The doctor came. She was a young Orthodox Jew, with headscarf, blankets and a bag. She knelt beside him, as he lay now motionless. After giving instructions, and receiving payment, she administered anesthesia. After a few minutes she administered the second, and final, needle.
We lost our cat Huxley this morning. He was brave, faithful and a holy terror. There is no only silence and a very large space. Good bye Monkey Man. Alex sends his love. I wrote you this piece and Jen wrote you a song.

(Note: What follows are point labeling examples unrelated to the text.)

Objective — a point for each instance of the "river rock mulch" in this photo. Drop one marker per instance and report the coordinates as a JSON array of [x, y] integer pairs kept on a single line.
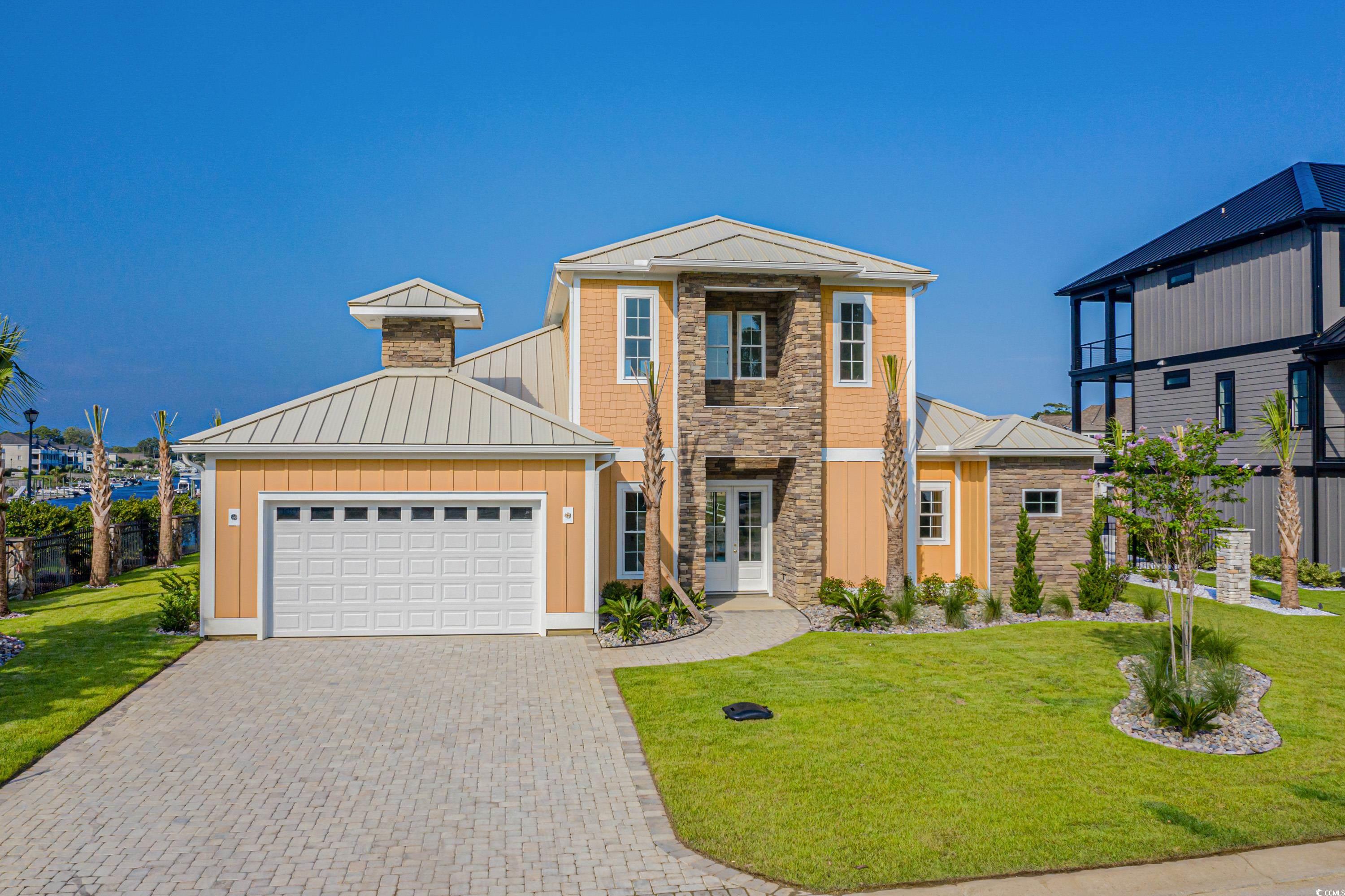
[[10, 648], [651, 636], [930, 619], [1243, 734]]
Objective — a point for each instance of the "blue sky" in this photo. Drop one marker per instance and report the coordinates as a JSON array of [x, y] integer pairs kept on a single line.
[[189, 194]]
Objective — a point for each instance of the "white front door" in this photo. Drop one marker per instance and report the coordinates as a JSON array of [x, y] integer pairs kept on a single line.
[[738, 537]]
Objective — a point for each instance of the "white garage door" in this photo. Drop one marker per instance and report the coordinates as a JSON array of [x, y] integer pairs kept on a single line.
[[417, 567]]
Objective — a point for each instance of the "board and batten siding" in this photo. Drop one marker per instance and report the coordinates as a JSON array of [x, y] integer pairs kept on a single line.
[[239, 482], [1255, 378], [1250, 294]]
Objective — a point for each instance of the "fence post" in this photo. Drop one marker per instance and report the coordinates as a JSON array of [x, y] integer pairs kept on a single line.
[[30, 568]]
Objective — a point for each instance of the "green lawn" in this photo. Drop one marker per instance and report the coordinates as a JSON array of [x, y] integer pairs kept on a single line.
[[911, 758], [85, 652]]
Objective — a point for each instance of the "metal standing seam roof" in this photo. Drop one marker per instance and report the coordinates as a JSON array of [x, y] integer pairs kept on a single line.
[[942, 425], [719, 238], [1277, 201], [532, 368], [415, 294], [403, 407]]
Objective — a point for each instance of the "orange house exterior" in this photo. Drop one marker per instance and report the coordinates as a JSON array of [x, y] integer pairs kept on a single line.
[[495, 493]]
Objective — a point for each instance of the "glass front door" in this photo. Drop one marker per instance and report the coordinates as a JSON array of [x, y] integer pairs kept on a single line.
[[738, 541]]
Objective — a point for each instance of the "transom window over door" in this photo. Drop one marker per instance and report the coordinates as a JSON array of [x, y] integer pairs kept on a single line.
[[638, 331], [752, 346], [934, 513], [852, 319], [719, 349], [630, 512]]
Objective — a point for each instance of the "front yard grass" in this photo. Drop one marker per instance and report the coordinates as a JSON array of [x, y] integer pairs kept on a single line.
[[915, 758], [85, 652]]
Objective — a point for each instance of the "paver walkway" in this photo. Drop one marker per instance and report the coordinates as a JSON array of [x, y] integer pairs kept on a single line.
[[428, 766]]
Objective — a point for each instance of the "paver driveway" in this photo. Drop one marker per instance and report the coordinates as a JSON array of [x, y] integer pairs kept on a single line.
[[361, 765]]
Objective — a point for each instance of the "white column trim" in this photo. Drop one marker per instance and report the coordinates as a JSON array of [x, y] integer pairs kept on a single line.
[[208, 543]]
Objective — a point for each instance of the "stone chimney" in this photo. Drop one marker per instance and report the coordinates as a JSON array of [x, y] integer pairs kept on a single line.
[[417, 342]]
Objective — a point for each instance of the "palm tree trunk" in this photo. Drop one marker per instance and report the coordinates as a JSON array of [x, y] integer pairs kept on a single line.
[[1290, 536], [165, 506], [100, 508]]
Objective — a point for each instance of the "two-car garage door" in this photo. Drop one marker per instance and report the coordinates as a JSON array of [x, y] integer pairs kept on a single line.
[[421, 567]]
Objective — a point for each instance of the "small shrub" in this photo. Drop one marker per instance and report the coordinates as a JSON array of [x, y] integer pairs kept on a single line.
[[1025, 595], [832, 591], [1224, 687], [1317, 575], [1266, 567], [955, 609], [992, 609], [1216, 645], [614, 590], [629, 615], [1062, 606], [872, 586], [861, 611], [1156, 680], [931, 590], [904, 607], [179, 605], [1150, 603], [1187, 711]]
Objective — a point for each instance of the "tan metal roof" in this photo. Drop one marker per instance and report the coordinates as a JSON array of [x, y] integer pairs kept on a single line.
[[415, 294], [403, 407], [532, 368], [942, 425], [725, 240]]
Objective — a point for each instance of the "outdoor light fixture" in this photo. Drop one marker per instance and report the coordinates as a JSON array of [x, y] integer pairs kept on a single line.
[[747, 712]]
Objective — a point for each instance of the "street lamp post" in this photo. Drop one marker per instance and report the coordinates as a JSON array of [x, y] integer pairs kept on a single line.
[[31, 416]]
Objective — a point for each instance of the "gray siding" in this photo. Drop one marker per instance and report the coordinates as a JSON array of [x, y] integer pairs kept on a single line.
[[1255, 378], [1250, 294]]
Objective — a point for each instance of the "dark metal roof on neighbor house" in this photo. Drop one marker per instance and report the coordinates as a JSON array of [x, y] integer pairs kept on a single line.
[[1282, 199]]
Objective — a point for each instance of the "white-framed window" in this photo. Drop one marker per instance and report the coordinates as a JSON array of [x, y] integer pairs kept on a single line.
[[1041, 502], [751, 345], [630, 531], [638, 331], [934, 527], [719, 347], [852, 339]]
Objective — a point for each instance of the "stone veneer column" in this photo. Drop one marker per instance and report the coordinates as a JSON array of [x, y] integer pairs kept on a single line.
[[417, 342], [1234, 567]]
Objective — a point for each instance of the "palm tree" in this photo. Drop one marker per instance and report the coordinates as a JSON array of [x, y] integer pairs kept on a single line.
[[100, 502], [1281, 439], [17, 389], [653, 485], [895, 472], [166, 543]]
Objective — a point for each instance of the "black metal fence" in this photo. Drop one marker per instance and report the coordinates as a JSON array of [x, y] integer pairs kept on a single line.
[[46, 563]]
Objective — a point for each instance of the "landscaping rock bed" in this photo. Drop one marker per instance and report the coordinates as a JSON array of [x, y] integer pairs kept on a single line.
[[651, 636], [1245, 734], [930, 619], [10, 648]]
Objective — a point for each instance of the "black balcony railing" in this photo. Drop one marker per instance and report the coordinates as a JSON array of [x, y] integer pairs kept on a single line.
[[1094, 354]]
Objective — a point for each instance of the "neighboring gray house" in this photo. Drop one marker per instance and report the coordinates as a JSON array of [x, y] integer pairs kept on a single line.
[[1224, 310]]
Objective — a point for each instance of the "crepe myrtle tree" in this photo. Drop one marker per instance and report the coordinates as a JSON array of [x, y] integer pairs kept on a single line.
[[1172, 484]]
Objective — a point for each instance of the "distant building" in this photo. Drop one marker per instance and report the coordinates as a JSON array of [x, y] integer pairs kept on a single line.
[[1093, 420]]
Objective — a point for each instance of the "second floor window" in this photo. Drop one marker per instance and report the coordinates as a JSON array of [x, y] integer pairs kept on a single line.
[[752, 346], [1300, 398], [719, 349], [1226, 416]]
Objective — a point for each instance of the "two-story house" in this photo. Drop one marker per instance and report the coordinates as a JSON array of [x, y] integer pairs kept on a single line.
[[1222, 311], [499, 490]]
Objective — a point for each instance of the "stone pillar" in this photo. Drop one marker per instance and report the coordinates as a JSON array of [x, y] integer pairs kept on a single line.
[[1234, 567]]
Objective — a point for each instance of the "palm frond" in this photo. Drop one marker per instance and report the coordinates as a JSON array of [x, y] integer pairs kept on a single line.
[[17, 386]]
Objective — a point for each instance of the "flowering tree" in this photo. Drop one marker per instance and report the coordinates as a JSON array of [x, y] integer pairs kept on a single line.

Oh sweet jesus, Joe and Jen, your goodbyes are equally, heartbeakingly beautiful. Such a small loss, the death of a pet, or so it seems in the world’s calibration of grief. Why then is the hole left in our lives so large? The tiniest spaces suddenly echo with the vast emptiness they leave behind. I remember how my heart dropped every time I turned the key in my apartment door after my ex and I put down our first dog, Rama (after waiting too long, too many weeks searching for a cure that never came, too much stoic, patient suffering on his part as he hung on…because he sensed we couldn’t let go? that is a guilt familiar to many of us). One day, months later, thinking of him and some stupid, goofy, wonderful, amazing thing he used to do, a phrase recited in my mind that has come to stand for him ever since: Unrepeatable Glory of God. He was that. Huxley was that. We are all that. Maybe its their smallness that allows animals to teach us that.
Thank you for this lovely, and so connected, message. Its lovely to have you so closely and accurately in this with us. And, thanks for your lovely connection to her song. Jennifer has a rare and unfiltered connection to emotional expression. As do you, albeit in a verbal cognitive way. However, that estimable cognitive ability is driven by enormous heart and warmth.